Festival de cine para convalecientes:
El amigo
Conde proveyó joyas de diversa calidad salidas de su videoteca,
le pedí comedias para convalecientes y entre otras cosas me trajo:
Dirty Love: Jenny Mc Carthy chorreando sangre en un
supermercado justo en uno de esos días, tomando éxtasis
y poniéndose en cuatro en la calle. La rubia ex-presentadora
de la MTV yanqui escribió una peli zarpada, bien escatológica,
incorrecta, por momentos insoportable, por momentos muy graciosa, tanto que se
me corría
la venda de la risa. Luli Salazar tendría que hacer la versión
argentina.
Deuce Bigalow European Gigolo: Ron Schneider, el amiguito freak
de Adam Sandler, se manda una cagada, cae en Amsterdam y termina investigando
porque matan "prostitutos". Más
humor incorrecto, zonzo y de escuela primaria.
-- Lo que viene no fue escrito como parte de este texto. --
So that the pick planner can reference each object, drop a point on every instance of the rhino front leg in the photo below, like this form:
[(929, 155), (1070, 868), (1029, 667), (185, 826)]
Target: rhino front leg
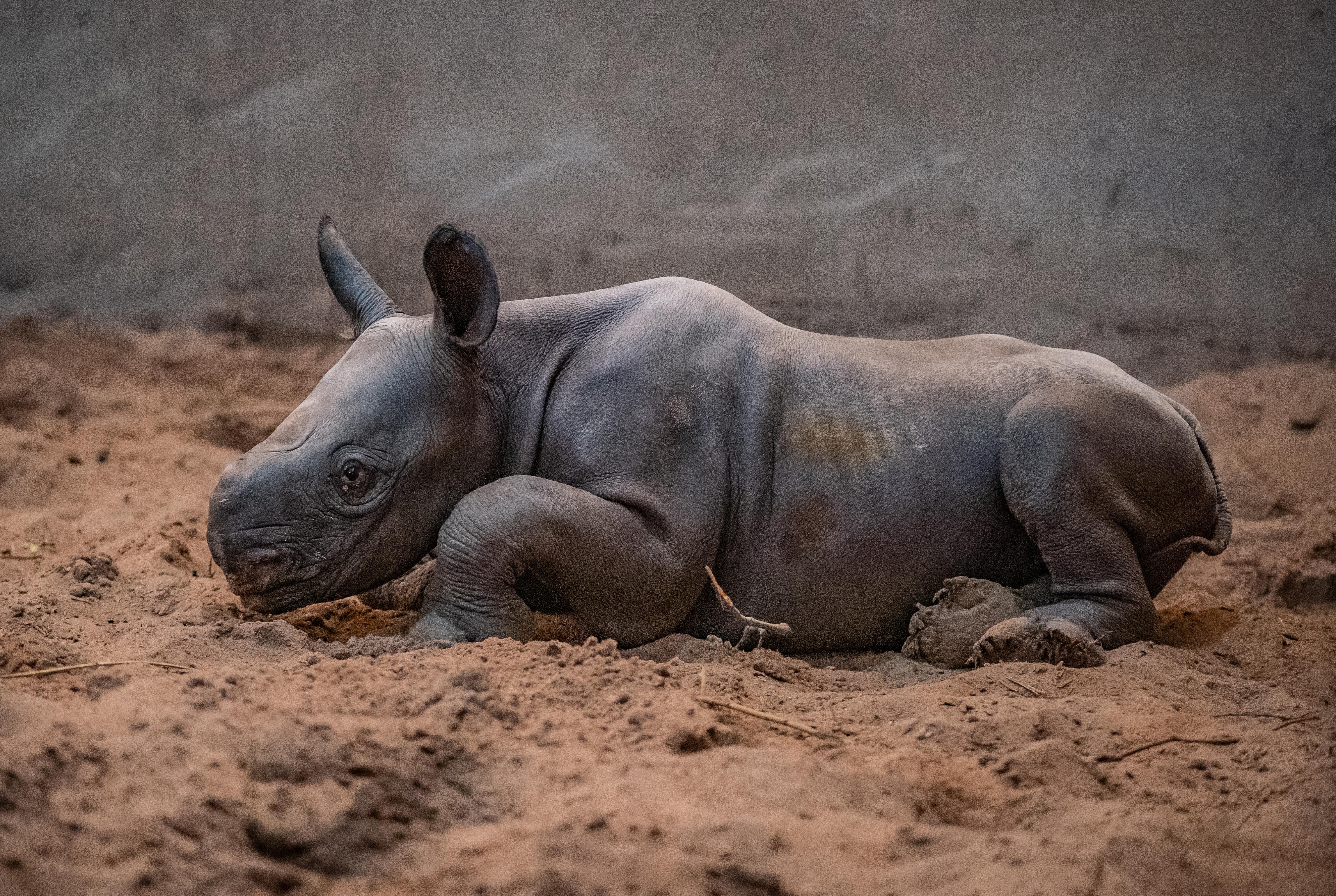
[(596, 556)]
En play X 2, y con dos pastas
encima, se banca.
The Long Weekend: una para empezar viendo en play X 2, y terminarla
en play X 8. Un creativo publicitario tiene todo un fin de semana para que
se le ocurra una idea genial para salvar su laburo, y el plan de su hermano es
que ese fin de semana garche. Sí, el único
garchado es el espectador.
Bad News Bears: la versión Linklater de Los
osos revoltosos.
Los pibes son más insoportables que los de Escuela de Rock, y el loser de turno
en vez de Jack Black es Billy Bob Thornton, que hace el mismo personaje de
Bad Santa pero en versión ATP. Me la banqué enterita, sin cortes
ni fast forward porque era de Linklater y estaba Billy Bob, qué gil, cómo
pude haber perdido tiempo con esta porquería...
The Nutty Professor: Jerry Lewis y su lectura de Dr. Jeckill
y Mr. Hyde, ingenua pero insuperable, tan disfrutable como un heladito a las
7 de la tarde.
Shaun of The Dead: slackers ingleses versus zombies, buena buena,
da para hacer una nota larga, contar unos cuantos gags, hablar del director
y de la serie, le voy a decir a los muchachos que escriben sobre cine en encerrados a
ver si se copan.
Lunes
Me sacan los tampones, me cambian la medicación, me dicen que
en dos días puedo volver a trabajar, pero tranqui. Que todavía
no estoy para Mars Volta pero sí para Voltura.
Cuando vuelvo a casa, recordando viejas épocas
armo mi día
de acuerdo a lo que van a pasar en la tele, no puedo ni pensar en asomar
la cabeza por la terraza y menos moverme de estas dos habitaciones, la
de la cama y la del sillón,
la cagada es que en esta
época la tele tiene poco para secuestrarme tranquilo
durante un día completo. Así que termino viendo noticias
de accidentes repetidas, goles en contra históricos, conjeturas
y análisis del robo al banco Río y pronósticos
de tormentas que no se cumplen.
Martes
¡Quiero ir a trabajar!
En el menú del día: triples de jamón y queso, yogures varios
y amores imposibles entre ricos y pobres en las novelas del mediodía.
Luego tecito rojo frío mientras esa vieja chota cheta almuerza con
un humorista loser malhumorado, una vedet enana de generoso orto y tres extras.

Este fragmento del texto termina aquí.